Sonos achieved a major milestone in their Canadian patent battle against Google, which follows several rulings in favour of Sonos in their corresponding US litigation (previously published in the IPilogue here).
In an infringement action against Google LLC (“Google”) dated August 15, 2022, Justice Zinn of the Federal Court of Canada ruled in favour of the defendants, Sonos, Inc. (“Sonos”). This case concerns the infringement of Claim 7 of Canadian Patent No. 2,545,150 (“150 Patent”) relating to Google’s method and apparatus for adaptive echo and noise control. Sonos counterclaimed, alleging that Claim 7 of the 150 Patent is invalid for obviousness and lack of invention.
The Court held:
- Sonos does not directly infringe Claim 7 of the 150 Patent;
- Sonos does not indirectly infringe Claim 7 of the 150 Patent by inducing users to infringe; and
- Claim 7 of the 150 Patent is valid.
This decision follows the dismissal of Sonos’ motion for summary judgment in March 2021, where Sonos alleged that Google made factual admissions in a corresponding US proceeding related to the infringement of US Patent No. 7,065,206, for which the 150 Patent claims priority. Justice Southcott of the Federal Court of Canada rejected Sonos’ arguments that Google’s voluntary dismissal in the US action represented an admission of non-infringement or eliminated any genuine issue for trial.
BACKGROUND
Claim 7 of the 150 Patent, owned by Google, details a method and device for echo and noise control in a device that adaptively determines an order of noise suppression and echo cancellation based on noise in the input signal. This patent allows for voice assistants in smart speakers, such as Amazon Alexa and Google Assistant, to change how much background noise is filtered out (i.e., noise suppression) when addressing a user’s commands, also referred to as “echos” (i.e., echo cancellation). Google claimed that five of Sonos’ products (collectively, “Sonos Devices”), all of which are compatible with Amazon Alexa and Google Assistant, infringed Claim 7 of the 150 Patent.
CLAIM CONSTRUCTION
In constructing Claim 7, Google and Sonos’ experts disagreed on whether echo cancellation is a subset of noise suppression or whether these terms are mutually exclusive. Google submitted that “noise”, as confined to the asserted claim, was to be interpreted generally to include all background sound and user commands. In contrast, Sonos interpreted “noise” more narrowly to include only background sound, not user commands. Justice Zinn sided with Sonos to interpret noise in the narrow sense, thus concluding that echo cancellation and noise suppression are mutually exclusive processes.
INFRINGEMENT
Direct Infringement: Justice Zinn succinctly shut down Google’s claim that the Sonos devices directly infringe the 150 Patent. Out of the box, the Sonos devices are simply speakers and do not have voice assistants set up and configured. The essential elements of Claim 7, echo cancellation or noise suppression, require user activation of the compatible voice assistants. Thus, the court held that Sonos does not directly infringe Claim 7 of the 150 Patent.

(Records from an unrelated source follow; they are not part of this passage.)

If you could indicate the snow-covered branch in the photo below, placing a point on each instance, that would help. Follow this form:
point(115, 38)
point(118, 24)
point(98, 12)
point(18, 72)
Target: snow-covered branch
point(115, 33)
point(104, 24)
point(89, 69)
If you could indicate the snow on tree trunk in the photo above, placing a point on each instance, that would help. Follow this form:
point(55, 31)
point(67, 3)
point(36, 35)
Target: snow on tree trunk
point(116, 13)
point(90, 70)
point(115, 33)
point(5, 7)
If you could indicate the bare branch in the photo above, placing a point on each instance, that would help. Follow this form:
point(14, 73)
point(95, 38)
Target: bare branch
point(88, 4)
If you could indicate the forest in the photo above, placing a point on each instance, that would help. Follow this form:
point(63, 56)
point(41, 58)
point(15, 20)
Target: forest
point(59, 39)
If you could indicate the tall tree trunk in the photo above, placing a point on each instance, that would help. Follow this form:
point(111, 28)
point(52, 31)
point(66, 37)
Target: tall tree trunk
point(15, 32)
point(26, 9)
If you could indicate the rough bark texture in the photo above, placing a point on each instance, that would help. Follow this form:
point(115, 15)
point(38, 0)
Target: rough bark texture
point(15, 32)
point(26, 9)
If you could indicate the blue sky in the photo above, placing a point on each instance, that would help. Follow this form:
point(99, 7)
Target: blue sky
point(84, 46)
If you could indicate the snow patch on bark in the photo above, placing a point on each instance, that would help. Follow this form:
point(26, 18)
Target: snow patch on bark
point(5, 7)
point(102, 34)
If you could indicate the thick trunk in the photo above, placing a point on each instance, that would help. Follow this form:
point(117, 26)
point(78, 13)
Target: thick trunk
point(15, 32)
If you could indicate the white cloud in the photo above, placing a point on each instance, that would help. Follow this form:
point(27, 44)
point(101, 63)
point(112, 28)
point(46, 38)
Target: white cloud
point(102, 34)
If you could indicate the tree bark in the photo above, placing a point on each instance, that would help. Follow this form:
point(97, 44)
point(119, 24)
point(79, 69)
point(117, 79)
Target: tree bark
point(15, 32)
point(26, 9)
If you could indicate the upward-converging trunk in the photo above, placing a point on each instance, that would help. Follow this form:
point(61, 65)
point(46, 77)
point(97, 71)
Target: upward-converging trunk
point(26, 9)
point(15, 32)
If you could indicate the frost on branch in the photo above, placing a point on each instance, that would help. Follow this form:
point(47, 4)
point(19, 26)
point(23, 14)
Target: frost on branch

Indirect Infringement: The Court focussed on considering whether Sonos indirectly infringed Claim 7 of the 150 Patent by inducing their users to enable Amazon Alexa or Google Assistant. Justice Zinn sided with Sonos in finding that their technologies are not configured to adaptively adjust these elements based on input noise as described in Claim 7 of the 150 Patent. Instead, these processes are user controlled or done in a pre-determined manner. Consequently, the court held that Sonos did not indirectly infringe Claim 7 of the 150 Patent.
INVALIDITY
Justice Zinn used the approach outlined in Apotex Inc v Sanofi-Synthelabo Canada Inc, 2008 SCC 61 to assess the obviousness of the patent. Google and Sonos generally agreed on the person skilled in the art, common general knowledge, and the inventive concept of the claim. Sonos relied heavily on US Patent No. 5,668,871 (“871 Patent”) as prior art to assert that it would have been obvious for a skilled person to make the claimed invention in the 150 Patent. The Court rejected this argument, accepting Google’s submission that the skilled person would not easily come up with the 871 Patent and, therefore, the 150 Patent is not invalid for obviousness.
NEXT STEPS
Google has yet to appeal this decision. A few days prior to the decision, Google announced two new US lawsuits against Sonos regarding voice control technologies.